I also enjoy paranormal romance.  Vampires, werewolves, shape-shifters, immortals, faeries:  bring them on!  Though even here I like more conventional development of the relationship, where there is a slow falling in love process and growth of the bond between H/h, rather than the hero just “knowing” or “recognizing” his mate from the start, as if this were some biologic imperative against which free will is helpless.
And I love all those alpha heroes who populate both the contemporary and historical romance worlds:  the billionaires and CEO’s, the filled-with-ennui dukes and earls. 

But at the end of the day, I’d rather curl up with something that is more like real life—just a little bit better.  Give me the imperfect heroine, who’s perpetually struggling with those last ten stubborn pounds, and who has bills to pay and a job where she can’t just take off in the middle of the day to join the hero on some grand adventure.  Give me the hero who’s a little seasoned but not a man slut, a little arrogant but not a total jerk, successful but not so mind-bogglingly wealthy that he has a helicopter on standby and drops a fortune on diamonds as “parting gifts” for his paramours.   Give me a story rooted in the here and now, with some drama but minimal angst, and characters you wouldn’t mind having as friends and neighbors.

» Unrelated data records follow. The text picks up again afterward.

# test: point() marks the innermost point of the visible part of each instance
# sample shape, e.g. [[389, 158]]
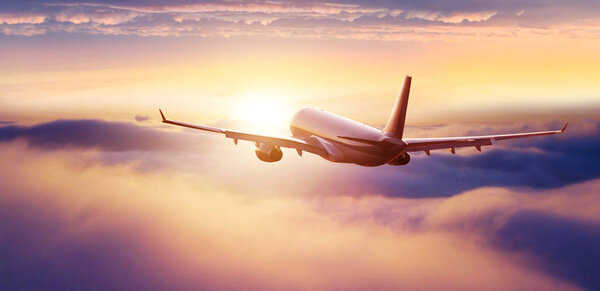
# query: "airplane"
[[342, 140]]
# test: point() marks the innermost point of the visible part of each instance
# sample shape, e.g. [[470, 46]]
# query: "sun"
[[262, 110]]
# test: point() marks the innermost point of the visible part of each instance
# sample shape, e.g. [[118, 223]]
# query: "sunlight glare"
[[262, 111]]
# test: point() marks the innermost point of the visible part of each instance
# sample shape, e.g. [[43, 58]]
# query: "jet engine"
[[268, 153], [400, 160]]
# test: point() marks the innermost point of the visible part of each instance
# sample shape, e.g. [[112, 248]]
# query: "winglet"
[[162, 115], [564, 128]]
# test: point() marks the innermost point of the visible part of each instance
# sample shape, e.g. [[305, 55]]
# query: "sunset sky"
[[95, 193]]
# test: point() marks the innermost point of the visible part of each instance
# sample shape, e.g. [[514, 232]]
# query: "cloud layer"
[[537, 163], [113, 227], [381, 20]]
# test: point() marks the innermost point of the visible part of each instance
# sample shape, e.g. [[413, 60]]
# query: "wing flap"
[[426, 144], [309, 145]]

Oh, and don’t forget the happy ending. 

Taking the plunge...


When I was kid, my mom would take us walking in the park. Whenever someone would stop to coo over my baby sister and ask how old we were, Mom inevitably answered: "The doctor is 7, and the lawyer is 1."


Fast-forward a few decades, and what do you know? Doctor and lawyer, bingo!

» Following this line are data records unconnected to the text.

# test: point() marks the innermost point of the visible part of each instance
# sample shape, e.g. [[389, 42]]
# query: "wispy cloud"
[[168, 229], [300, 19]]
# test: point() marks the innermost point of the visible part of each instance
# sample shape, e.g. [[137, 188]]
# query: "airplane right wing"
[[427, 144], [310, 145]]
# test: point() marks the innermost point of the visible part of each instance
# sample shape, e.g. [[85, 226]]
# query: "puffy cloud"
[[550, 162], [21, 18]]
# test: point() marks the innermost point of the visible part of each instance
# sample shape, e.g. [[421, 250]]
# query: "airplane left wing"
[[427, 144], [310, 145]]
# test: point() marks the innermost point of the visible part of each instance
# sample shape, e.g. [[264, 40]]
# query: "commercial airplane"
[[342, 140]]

I love practicing medicine. I especially enjoy the rewards of taking care of entire families over long periods of time.



But secretly, I always dreamed about writing. Over the years, I dabbled as time permitted: freelancing for various local newspapers, doing a summer stint as a teaching assistant at a creative writing program, penning a few manuscripts that promptly got relegated to the bottom of some desk drawer.



Thanks to my wonderful husband, who encouraged me to blow the dust off one of those manuscripts, I'm finally pursuing my dream! Not full-time, to be sure. I'm still a physician with a busy practice, and a mom with three kids. But after the charts are done and the kids are asleep, it's just me and my laptop---and, boy, am I having fun!



Pursued by the Playboy is my debut novel. It's a contemporary romance, set in Philadelphia, where I grew up.



Why romance, you ask? Because I love a guaranteed happy ending. I hope you do, too!